Romance Book Reviews
Her Norman Conqueror by Malia MartinAvon, August 1998.
Paperback, 377 pages.
In 1066 England, there are few estates which pass through the female line of descent. Seabreeze Castle is one such estate. Its owner, the lovely Aleen, is determined not to marry her cruel stepbrother, as ordered by King Harold in order to assure that Seabreeze Castle is strongly defended and will not fall into the hands of Norman conquerors. In order to avoid the hateful marriage ordained for her, she impulsively marries a witless, dirty poacher found on her lands. To her immense surprise, he cleans up quite well -- in fact, he's downright handsome, and compellingly attractive. But, he doesn't speak and while docile, seems slow in his thinking, although at times she sees flashes of intelligence in his compelling eyes. Naming him Lord Cynewulf, Aleen settles into married life. But Cynewulf may not be quite what he seems, and the King is extremely unhappy with her actions and decides to take Cynewulf away with him to war. Soon, Aleen is in the middle of the political intrigue surrounding the days before the Battle of Hastings while realizing that she loves her husband -- who may die in the battle ahead. Will she be able to find her husband and keep her beloved Seabreeze Castle in the midst of the Norman invasion?
Malia Martin has taken a much-written about time period and infused it with new life. This rousing tale of an independent woman who was abused as a child will resonate with modern readers. The romance is fresh and unique and the passion is intense. The historical background is interesting and is interwoven nicely with the romantic elements of the story. An excellent historical romance from a talented author.
Highland Scoundrel by Lois GreimanAvon, September 1998.
Paperback, 374 pages.
Lord Roderic McGowan (known as the Rogue in his heyday) has decided that it's time for his fiery, independent daughter Shonna to settle down with a husband. Towards that end, he invites every eligible bachelor in the countryside to his castle for the highland games. A terrible flirt and sometime tomboy, Shonna leads her suitors a merry chase, while privately vowing never to wed -- until she meets the dashing Dugald Kinnaird whose kisses leave her longing for more. But Dugald has his own agenda; he is convinced that Shonna is a spy connected with the assassination attempts on young King James because of her close friendship with him and her frequent visits to Court when the attempts occurred. Pretending to be a suitor, Dugald sets out to win her heart; what he doesn't count on is his own growing passion for the lass which will force him to choose between his heart and his sworn duty.
This is the second entry in Lois Greiman's Highland Brides trilogy which follows the lives and loves of three cousins who, as children, made a solemn vow on the magical Dragonheart amulet to always come to each other's aid in time of trouble. Shonna, the current holder of the Dragonheart, is a spirited and devious young woman whose antics are always entertaining. The mysterious Dugald is a powerful and enticing hero and his interactions with the passionate Shonna and her father are quite funny. With a touch of magic and political intrigue, Greiman's second entry in the trilogy is a must-read for lovers of historical romances.
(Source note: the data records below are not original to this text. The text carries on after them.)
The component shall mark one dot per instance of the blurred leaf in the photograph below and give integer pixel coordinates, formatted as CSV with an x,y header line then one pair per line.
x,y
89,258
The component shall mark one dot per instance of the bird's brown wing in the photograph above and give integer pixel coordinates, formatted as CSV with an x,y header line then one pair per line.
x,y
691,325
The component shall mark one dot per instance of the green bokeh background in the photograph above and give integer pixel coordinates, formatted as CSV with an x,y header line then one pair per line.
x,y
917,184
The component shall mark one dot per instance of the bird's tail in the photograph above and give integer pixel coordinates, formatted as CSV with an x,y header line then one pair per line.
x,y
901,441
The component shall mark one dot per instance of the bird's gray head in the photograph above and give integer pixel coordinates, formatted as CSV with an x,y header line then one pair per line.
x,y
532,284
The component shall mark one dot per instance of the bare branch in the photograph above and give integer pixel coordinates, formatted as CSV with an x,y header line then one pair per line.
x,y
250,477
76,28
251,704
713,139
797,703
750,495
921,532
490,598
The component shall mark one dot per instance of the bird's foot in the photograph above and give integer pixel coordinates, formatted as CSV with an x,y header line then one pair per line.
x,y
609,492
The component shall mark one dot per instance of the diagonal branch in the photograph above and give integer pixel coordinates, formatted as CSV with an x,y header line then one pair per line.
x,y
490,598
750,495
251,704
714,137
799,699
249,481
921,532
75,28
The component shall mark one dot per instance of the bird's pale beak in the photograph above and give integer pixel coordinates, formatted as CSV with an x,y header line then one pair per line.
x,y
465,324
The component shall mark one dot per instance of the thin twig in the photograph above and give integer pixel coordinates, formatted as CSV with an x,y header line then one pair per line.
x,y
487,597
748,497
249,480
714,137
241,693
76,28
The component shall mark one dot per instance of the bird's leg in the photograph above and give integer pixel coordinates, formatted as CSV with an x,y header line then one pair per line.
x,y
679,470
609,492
The Last Highlander by Claire CrossJove, August 1998.
Paperback, 339 pages.
In 1314 Scotland, the Scots have just re-taken Edinburgh Castle. Warrior Alasdair MacAuley, a loyal and trusted follower of Robert the Bruce is celebrating in the castle when he meets the notorious witch Morgain le Fay who dares him to participate in a spell. He takes the dare and is hurled into 1998 Scotland where he meets American illustrator and tourist Morgan Lafayette. Convinced that Morgan is the infamous witch who enchanted him, and that modern day Scotland is Faerie, he demands to be sent back. Of course Morgan, who has not exactly been lucky in love, has no idea what he's talking about but does decide this handsome stranger is strangely compelling. As they spend time together, it becomes clear that Alasdair is telling the truth and that his coming forward in time has somehow changed history -- for the worse. Morgan and Alasdair must find a way to right the wrongs the time travel has wrought and somehow find a way to be together forever.
With gentle humor, a bit of sorcery and a dose of grand passion, Claire Cross has crafted another spellbinding tale of love across time. Fans of the time travel subgenre will love this book.